Personal information
- Full name: Carlos Damián De Hoyos
- Date of birth: 17 May 1988 (age 37)
- Place of birth: Mar del Plata, Argentina
- Height: 1.84 m (6 ft 0 in)
- Position: Striker

Team information
- Current team: Juventud Unida SL
- Number: 9

Senior career*
- Years: Team / Apps / (Gls)
- 2008: Atlético Mar del Plata / – / (–)
- 2009–2010: Barracas Bolívar / 32 / (3)
- 2010: River Plate MdP / – / (–)
- 2011: Talleres MdP / – / (–)
- 2012–2015: Kimberley / 61 / (16)
- 2016–2018: Villa Mitre / 47 / (5)
- 2018–2019: Ferro General Pico [es] / 19 / (5)
- 2019–2021: Juventud Unida SL / 47 / (22)
- 2022: Deportivo Maipú / 26 / (8)
- 2023: Santiago Morning / 29 / (9)
- 2024–: Juventud Unida SL / 6 / (1)

= Damián De Hoyos =

Argentine footballer

Carlos Damián De Hoyos (born 17 May 1988), known as Damián De Hoyos, is an Argentine footballer who plays as a striker for Juventud Unida Universitario.

==Club career==
Born in Mar del Plata, Argentina, De Hoyos was not with any club at youth level, starting his career with Atlético Mar del Plata, Barracas Bolívar, River Plate and Talleres from Mar del Plata.

Still in his city of birth, De Hoyos joined Kimberley in 2012. He stayed with them until 2015 and became the team captain.

In February 2016, he signed with Villa Mitre.

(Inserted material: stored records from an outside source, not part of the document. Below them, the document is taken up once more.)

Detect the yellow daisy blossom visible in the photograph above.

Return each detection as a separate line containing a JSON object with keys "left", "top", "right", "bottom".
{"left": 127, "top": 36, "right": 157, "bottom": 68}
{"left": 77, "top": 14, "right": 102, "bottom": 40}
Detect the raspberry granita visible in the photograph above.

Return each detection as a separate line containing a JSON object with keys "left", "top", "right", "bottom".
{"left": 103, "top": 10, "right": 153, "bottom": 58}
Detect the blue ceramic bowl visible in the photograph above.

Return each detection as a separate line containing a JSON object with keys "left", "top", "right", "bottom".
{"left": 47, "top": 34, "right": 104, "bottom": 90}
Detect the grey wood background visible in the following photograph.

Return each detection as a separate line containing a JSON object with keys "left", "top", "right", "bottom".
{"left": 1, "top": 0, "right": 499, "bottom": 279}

In August 2018, he switched to Ferro Carril Oeste from General Pico.

In July 2019, he joined Juventud Unida Universitario from San Luis and played for them until the end of 2021.

In 2022, De Hoyos signed with Deportivo Maipú in the Primera Nacional on a one-year deal.

In 2023, he moved abroad and signed with Chilean club Santiago Morning.

The next season, he returned to his homeland and rejoined Juventud Unida Universitario.

==Personal life==
As a player of Kimberley, he was nicknamed La Garza (The Heron) due to his strides and speed.

At the same time he played football in Argentina, he worked for a sports warehouse until the age of 28.